As the days progressed, one could be forgiven for regarding the RV Mekong Pandaw as a second, albeit temporary, home because of the brilliant service, ambience and affable nature of the other passengers. Most were retired and in their 60's and older, but still very active and enthusiastic. I met many talented people who had worked in a range of fields including a BBC and two German television producers, two cinematographers, several high ranking ex-British and American Army officers, computer software engineers, Americans who worked in the aerospace industry, scientists, journalists, a puppeteer and one of Australia leading theatre producers.

The physical nature of the on-shore excursions tended toincrease as we acclimatized to the heat and humidity and became more confident. However, helping hands always assisted passengers to embark and disembark from the small vessels that took us along tributaries and canals where the RV Mekong Pandaw was unable to navigate. Steady gangplanks with handrails were provided when the excursion was merely stepping from the vessel to the riverbank.

We also visited a number of temples and wats, all of which provided wonderful photographic material. The excursions were significantly enhanced by the guides, who all spoke excellent English. Although I admit to feeling somewhat "templed" out towards the end of the voyage.

The final day provided perhaps the most dramatic. Because the water level was low across the 100 km long Lake Tonle-- the biggest expanse of fresh water in South East Asia-- the 57 passengers were transferred near Kampong Chhnang to a massive high-powered speedboat in order toorder to reach our final destination of Siem Reap.

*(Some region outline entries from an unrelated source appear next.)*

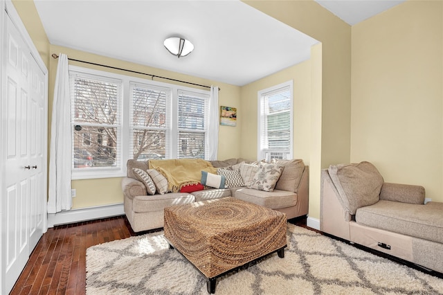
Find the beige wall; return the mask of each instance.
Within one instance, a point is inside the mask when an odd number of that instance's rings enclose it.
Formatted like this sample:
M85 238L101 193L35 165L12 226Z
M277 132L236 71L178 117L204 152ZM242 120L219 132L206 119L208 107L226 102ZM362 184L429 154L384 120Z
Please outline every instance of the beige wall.
M352 27L351 161L443 202L443 4L408 1Z
M321 42L311 51L316 57L311 60L311 78L314 78L310 85L311 119L303 122L309 125L310 134L302 134L300 135L306 138L296 138L299 143L311 142L309 215L319 219L320 169L332 163L349 162L350 158L351 27L311 0L244 2ZM294 80L294 84L297 82ZM244 96L242 92L242 102L252 99ZM251 113L244 114L245 117L253 120L256 118L256 108L248 106L243 111ZM256 122L255 119L248 124L256 125ZM248 134L246 141L244 132L242 130L242 146L253 145L250 151L242 148L242 157L248 158L251 157L245 152L256 151L257 141ZM251 156L255 154L254 152Z
M311 60L307 60L275 74L242 87L242 141L251 143L240 147L241 157L257 159L257 92L283 83L293 82L293 157L309 163L311 126Z
M49 64L49 41L38 17L34 1L29 0L12 0L21 21L33 39L37 50L42 56L43 62L48 67Z

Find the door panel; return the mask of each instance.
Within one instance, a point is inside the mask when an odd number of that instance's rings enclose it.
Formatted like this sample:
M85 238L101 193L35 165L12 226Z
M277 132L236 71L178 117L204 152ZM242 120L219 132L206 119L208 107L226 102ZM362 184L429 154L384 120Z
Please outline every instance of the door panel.
M3 13L3 12L2 12ZM4 164L6 197L2 198L2 273L9 292L44 231L46 204L45 75L18 30L6 17L2 67L7 130ZM5 93L5 92L3 92ZM2 100L3 98L2 98ZM2 102L4 106L4 102ZM3 156L3 157L5 157Z

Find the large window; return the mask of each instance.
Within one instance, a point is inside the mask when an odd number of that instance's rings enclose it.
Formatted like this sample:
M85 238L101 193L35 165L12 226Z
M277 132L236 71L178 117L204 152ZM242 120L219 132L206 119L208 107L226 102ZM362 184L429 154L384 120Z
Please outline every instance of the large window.
M258 92L258 159L292 157L292 81Z
M70 66L73 179L125 175L129 159L207 159L210 91Z
M131 155L133 159L168 156L170 91L152 85L131 84Z
M209 95L179 91L178 158L206 159Z
M121 80L71 73L74 170L119 168Z

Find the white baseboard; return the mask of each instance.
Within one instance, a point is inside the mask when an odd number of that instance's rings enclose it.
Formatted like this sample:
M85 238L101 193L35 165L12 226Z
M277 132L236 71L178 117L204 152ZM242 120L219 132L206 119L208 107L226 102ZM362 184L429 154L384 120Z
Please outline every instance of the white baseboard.
M48 227L123 215L124 214L123 203L100 206L99 207L73 209L69 211L59 212L55 214L48 214Z
M306 220L306 225L317 231L320 231L320 220L308 217Z

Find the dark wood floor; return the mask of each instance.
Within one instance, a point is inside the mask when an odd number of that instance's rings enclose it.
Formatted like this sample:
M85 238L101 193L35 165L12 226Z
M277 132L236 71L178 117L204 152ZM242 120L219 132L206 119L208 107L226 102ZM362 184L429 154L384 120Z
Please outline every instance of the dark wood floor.
M290 220L289 222L299 226L308 228L306 220L306 217L302 217ZM156 230L134 233L125 216L48 229L31 253L28 264L10 294L84 294L86 249L88 247ZM354 246L424 271L410 262L381 252L374 252L368 248ZM443 274L424 272L443 278Z
M306 217L291 222L306 227ZM134 233L125 216L48 229L10 294L84 294L87 248L146 233Z

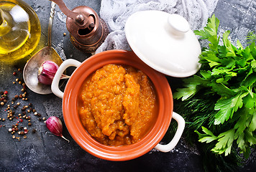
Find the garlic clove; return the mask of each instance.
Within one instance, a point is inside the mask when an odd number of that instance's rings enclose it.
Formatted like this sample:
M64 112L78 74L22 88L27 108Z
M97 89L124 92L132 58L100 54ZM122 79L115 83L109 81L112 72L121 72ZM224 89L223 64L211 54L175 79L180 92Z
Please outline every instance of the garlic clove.
M63 135L63 123L58 117L51 116L45 121L45 123L52 134L63 138L69 143L69 140Z

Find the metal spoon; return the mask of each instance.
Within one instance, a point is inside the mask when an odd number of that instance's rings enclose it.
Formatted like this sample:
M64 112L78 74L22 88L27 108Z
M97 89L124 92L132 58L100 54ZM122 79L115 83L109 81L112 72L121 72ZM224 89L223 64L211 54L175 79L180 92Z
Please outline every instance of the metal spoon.
M55 5L56 4L52 1L48 25L48 46L44 47L31 57L27 62L23 70L23 78L27 86L33 92L42 95L47 95L52 92L50 85L43 85L38 81L38 70L42 63L46 60L50 60L60 66L63 62L59 54L52 47L51 43L52 27Z

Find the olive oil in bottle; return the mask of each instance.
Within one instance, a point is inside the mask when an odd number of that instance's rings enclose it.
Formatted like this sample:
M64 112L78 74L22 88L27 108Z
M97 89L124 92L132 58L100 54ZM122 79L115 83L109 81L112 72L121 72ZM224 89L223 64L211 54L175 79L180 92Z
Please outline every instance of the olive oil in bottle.
M41 27L35 11L20 0L0 0L0 61L12 62L38 44Z

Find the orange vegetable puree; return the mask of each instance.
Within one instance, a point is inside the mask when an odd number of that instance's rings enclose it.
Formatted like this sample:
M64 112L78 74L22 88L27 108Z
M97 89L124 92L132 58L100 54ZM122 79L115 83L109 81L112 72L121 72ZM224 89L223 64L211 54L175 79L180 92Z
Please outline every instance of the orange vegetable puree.
M105 65L81 89L81 120L88 133L104 145L139 141L155 123L157 110L151 81L130 66Z

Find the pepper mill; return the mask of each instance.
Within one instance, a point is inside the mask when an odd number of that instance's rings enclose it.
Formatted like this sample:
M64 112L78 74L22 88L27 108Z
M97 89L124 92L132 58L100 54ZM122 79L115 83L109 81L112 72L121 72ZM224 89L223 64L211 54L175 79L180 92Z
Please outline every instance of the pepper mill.
M67 16L66 27L72 44L86 53L95 52L109 34L105 22L87 6L79 6L70 10L63 0L50 0L57 4Z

This is not always necessary, but because I was on the last voyage of the 2005-2006 season, I had been warned in advance that this might be the case due to the lake's dry season water level. In fact, for part of the year the lake is only about one to one and half metres deep with an area of 2,700 square km. However, during the monsoon, the Tonle Sap River, which connects the lake with the Mekong, reverses its flow due to the massive torrent of water flowing down the Mekong and actually flows uphill! This increases Lake Tonle Sap's area to up to 16,000 square km and its depth to up to nine metres, inundating nearby fields and forests. It provides a perfect breeding ground for fish and makes the Tonle Sap ecosystem one of the most productive inland fisheries in the world.

The speedboat leg was an uncomfortable yet adventurous grand finale to a cruise that, while perhaps totally different to an ocean voyage or, in my case a Greek ferry!

Reflecting on the voyage, there were no downsides-- despite my sometimes hard-to-please nature. The staterooms were perfect, the food a gastronomic delight, the sun deck was highly relaxing, and the excursions were varied and fascinating.

It is a tribute to the Irrawaddy Flotilla Company's commitment to service, fine food and wine, and luxury accommodation that a large percentage of its passengers are repeats. For that reason alone, bookings fill quickly with some passengers on my cruise admitting they had tried for up to five years to gain a berth for a cruise on the date of their choosing.

A word of warning: This may not be a cruise for young people unless they put together a group of 4-6 couples. The ships are not party vessels, and most people are in their cabins by 9.30 pm.

In addition to its Myanmar cruises, the Irrawaddy Flotilla Company is currently negotiating to include the Brahmaputra River in Bangladesh and India.